Beware of Aliases -- Signal Preservation is Crucial for Robust Image Restoration
Shashank Agnihotri, Julia Grabinski, Janis Keuper, Margret Keuper
TL;DR
This work tackles the vulnerability of image restoration models to aliasing artifacts by enforcing alias-free information paths through frequency-domain downsampling and upsampling. It introduces FrequencyPreservedPooling and FreqAvgUp, collectively BOA-Pooling, and enforces encoder–decoder symmetry to preserve high-frequency content while stabilizing low-frequency projections. The BOA-Restormer shows improved robustness against white-box adversarial attacks (PGD and CosPGD) on the GoPro image deblurring task, with reduced spectral artifacts and competitive restoration quality versus state-of-the-art baselines.
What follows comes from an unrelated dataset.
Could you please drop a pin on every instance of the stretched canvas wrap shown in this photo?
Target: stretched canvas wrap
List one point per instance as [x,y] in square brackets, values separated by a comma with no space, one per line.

The approach highlights the importance of signal-processing principles in pixel-wise vision tasks and suggests that carefully balancing low- and high-frequency information can yield robust restorations suitable for safety-critical applications.
Abstract
Image restoration networks are usually comprised of an encoder and a decoder, responsible for aggregating image content from noisy, distorted data and to restore clean, undistorted images, respectively. Data aggregation as well as high-resolution image generation both usually come at the risk of involving aliases, i.e.~standard architectures put their ability to reconstruct the model input in jeopardy to reach high PSNR values on validation data. The price to be paid is low model robustness. In this work, we show that simply providing alias-free paths in state-of-the-art reconstruction transformers supports improved model robustness at low costs on the restoration performance. We do so by proposing BOA-Restormer, a transformer-based image restoration model that executes downsampling and upsampling operations partly in the frequency domain to ensure alias-free paths along the entire model while potentially preserving all relevant high-frequency information.